I urge you to think about the arts sector through this lens. In healthcare, the cost of administering multiple different insurance plans, the cost of denying coverage, the costs to doctors of having to accept different plans, etc., are analogous to the administrative costs of fundraising in the non-profit sector. (Plus hospitals are also non-profits and hence subject to some of the same fundraising costs as the non-profit sector overall). If we want to solve the problems of healthcare in our country, we need a bigger, UNIVERSAL vision. The same is true of the arts. And I’m only talking about the administrative cost side — the enormous amount of waste that results from the way we fund the arts. Both sectors would be CHEAPER to run if we were willing to admit that public funding is more fiscally prudent than the private model.

However, there is a deeper reason why we need more universal thinking in the arts, and that has to do with who is excluded in the current model. In healthcare, the waste and inefficiency has a catastrophic side effect: the millions who have no, or insufficient, coverage. Furthermore, this lack of coverage only amplifies existing social disparities along racial and economic lines.

In the arts there has been a lot of talk about Diversity, Equity, and Inclusion, but we’ve been unwilling to challenge the funding models that perpetuate injustice. As a result, things have gotten worse even as the rhetoric around DEI has amped up https://heliconcollab.net/our_work/not-just-money/. The COVID-19 Pandemic has made racial and economic disparities even worse overall, but rather than keeping it abstract I want to bring it back to SVOG.

What happens when you have an insanely cumbersome grant application process that is first-come-first served? Those with the capacity to apply get the money, simple as that. That means that organizations that already have well-paid fundraising staff and well-paid accountants, organizations that are well staffed enough to allow those accountants and fundraisers the (labor) time necessary to bang their heads against the SVOG wall until they bleed, organizations that have the resources to provide those staff members with the computers and internet connections they need to complete the applications, are the organizations who will be able to benefit from this program, ahead of the organizations that can’t afford to pay the salary of a development director or a full-time accountant.

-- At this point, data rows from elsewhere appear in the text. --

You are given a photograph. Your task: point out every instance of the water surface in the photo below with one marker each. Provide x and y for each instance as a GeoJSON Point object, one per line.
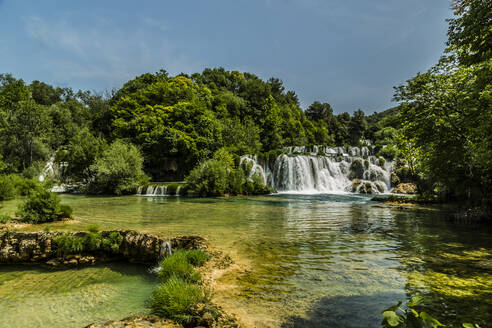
{"type": "Point", "coordinates": [314, 260]}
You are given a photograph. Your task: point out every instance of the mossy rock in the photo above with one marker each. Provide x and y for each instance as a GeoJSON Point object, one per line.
{"type": "Point", "coordinates": [356, 170]}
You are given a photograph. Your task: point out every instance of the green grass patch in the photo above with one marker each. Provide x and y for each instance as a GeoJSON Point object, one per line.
{"type": "Point", "coordinates": [177, 299]}
{"type": "Point", "coordinates": [180, 264]}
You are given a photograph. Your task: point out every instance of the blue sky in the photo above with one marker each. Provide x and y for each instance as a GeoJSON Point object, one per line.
{"type": "Point", "coordinates": [349, 53]}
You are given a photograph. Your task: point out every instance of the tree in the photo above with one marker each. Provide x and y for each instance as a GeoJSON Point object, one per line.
{"type": "Point", "coordinates": [81, 153]}
{"type": "Point", "coordinates": [23, 132]}
{"type": "Point", "coordinates": [118, 171]}
{"type": "Point", "coordinates": [357, 127]}
{"type": "Point", "coordinates": [319, 112]}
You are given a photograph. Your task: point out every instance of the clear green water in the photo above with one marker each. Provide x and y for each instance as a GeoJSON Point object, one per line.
{"type": "Point", "coordinates": [314, 261]}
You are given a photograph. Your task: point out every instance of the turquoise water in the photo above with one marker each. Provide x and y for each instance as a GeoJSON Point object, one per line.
{"type": "Point", "coordinates": [307, 260]}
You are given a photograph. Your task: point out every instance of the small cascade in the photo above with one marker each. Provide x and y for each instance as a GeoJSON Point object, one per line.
{"type": "Point", "coordinates": [319, 169]}
{"type": "Point", "coordinates": [150, 190]}
{"type": "Point", "coordinates": [165, 250]}
{"type": "Point", "coordinates": [156, 190]}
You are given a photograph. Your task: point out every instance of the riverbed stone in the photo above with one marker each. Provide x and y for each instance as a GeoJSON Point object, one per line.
{"type": "Point", "coordinates": [407, 188]}
{"type": "Point", "coordinates": [37, 247]}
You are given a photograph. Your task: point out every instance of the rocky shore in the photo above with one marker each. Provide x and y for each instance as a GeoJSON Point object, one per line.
{"type": "Point", "coordinates": [42, 248]}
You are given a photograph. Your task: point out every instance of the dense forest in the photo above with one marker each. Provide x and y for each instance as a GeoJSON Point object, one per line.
{"type": "Point", "coordinates": [175, 122]}
{"type": "Point", "coordinates": [439, 133]}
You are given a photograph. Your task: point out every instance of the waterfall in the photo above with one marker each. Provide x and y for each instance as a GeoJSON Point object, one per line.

And because there are severe racial disparities among organizations, with organizations serving and led by people of color being severely underfunded in comparison to their White-led and White-serving counterparts, this process will only serve to INCREASE the racial disparity in the arts, because it’s the BIPOC organizations that don’t have the capacity to apply for funding on the same level as White organizations.

It’s the competitive, scarcity-based funding model that leads to all these outcomes: Waste and Injustice.

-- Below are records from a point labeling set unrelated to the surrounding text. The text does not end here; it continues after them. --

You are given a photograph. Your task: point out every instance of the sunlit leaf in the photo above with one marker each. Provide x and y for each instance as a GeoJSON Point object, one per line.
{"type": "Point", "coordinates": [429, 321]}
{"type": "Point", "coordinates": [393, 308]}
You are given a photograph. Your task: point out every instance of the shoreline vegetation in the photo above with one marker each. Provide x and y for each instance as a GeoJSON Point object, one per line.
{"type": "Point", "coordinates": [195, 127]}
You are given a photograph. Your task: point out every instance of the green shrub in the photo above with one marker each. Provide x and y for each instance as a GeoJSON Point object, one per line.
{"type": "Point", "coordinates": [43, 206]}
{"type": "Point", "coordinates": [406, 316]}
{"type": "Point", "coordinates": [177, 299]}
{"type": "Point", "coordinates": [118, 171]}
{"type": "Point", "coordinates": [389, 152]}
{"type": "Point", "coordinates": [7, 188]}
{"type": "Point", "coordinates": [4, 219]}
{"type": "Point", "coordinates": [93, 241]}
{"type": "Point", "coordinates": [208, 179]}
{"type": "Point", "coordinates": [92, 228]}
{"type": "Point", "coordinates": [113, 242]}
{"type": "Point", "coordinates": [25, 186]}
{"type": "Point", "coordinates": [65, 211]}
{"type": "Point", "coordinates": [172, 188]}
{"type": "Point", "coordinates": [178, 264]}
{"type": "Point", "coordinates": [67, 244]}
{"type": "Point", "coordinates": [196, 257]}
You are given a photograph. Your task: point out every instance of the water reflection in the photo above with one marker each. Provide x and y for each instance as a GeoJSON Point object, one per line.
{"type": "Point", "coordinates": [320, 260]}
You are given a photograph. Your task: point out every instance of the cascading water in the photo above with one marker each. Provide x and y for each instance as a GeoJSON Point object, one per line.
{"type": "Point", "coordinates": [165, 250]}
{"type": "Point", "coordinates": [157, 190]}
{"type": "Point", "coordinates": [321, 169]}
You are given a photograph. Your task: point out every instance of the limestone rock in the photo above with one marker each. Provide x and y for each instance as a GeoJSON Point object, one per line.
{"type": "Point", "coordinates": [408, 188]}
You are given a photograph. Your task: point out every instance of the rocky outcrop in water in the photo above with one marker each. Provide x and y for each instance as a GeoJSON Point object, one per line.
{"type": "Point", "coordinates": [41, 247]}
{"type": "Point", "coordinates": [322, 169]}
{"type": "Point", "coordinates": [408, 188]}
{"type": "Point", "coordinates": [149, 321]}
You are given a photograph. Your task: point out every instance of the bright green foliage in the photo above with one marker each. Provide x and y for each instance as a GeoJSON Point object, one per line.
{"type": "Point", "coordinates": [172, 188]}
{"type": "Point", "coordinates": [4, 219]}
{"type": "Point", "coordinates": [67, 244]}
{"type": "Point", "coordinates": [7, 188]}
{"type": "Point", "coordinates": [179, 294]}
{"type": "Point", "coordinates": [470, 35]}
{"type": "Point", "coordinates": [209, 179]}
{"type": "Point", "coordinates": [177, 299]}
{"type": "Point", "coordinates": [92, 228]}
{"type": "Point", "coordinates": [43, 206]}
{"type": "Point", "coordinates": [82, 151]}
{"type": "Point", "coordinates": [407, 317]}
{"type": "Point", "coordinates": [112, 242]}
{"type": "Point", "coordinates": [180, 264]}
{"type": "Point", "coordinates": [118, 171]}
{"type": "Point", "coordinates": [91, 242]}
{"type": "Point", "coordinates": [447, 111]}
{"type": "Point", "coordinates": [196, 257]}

If you’re not out there demanding not only a radical INCREASE in the amount of public funding we spend on arts and culture, but a radical change in the WAY we fund the arts, then your arts advocacy is going to continue to get us crumbs when we need the whole f***ing pie, and I’m not interested.

Wake up. Everything is changing in this new world we’re living in. If we want to save the arts sector and the artists who enrich our lives every day, we need to discard our advocacy for small increases and one-time fixes, and start thinking about reshaping the entire industry — starting with the broken model for funding it.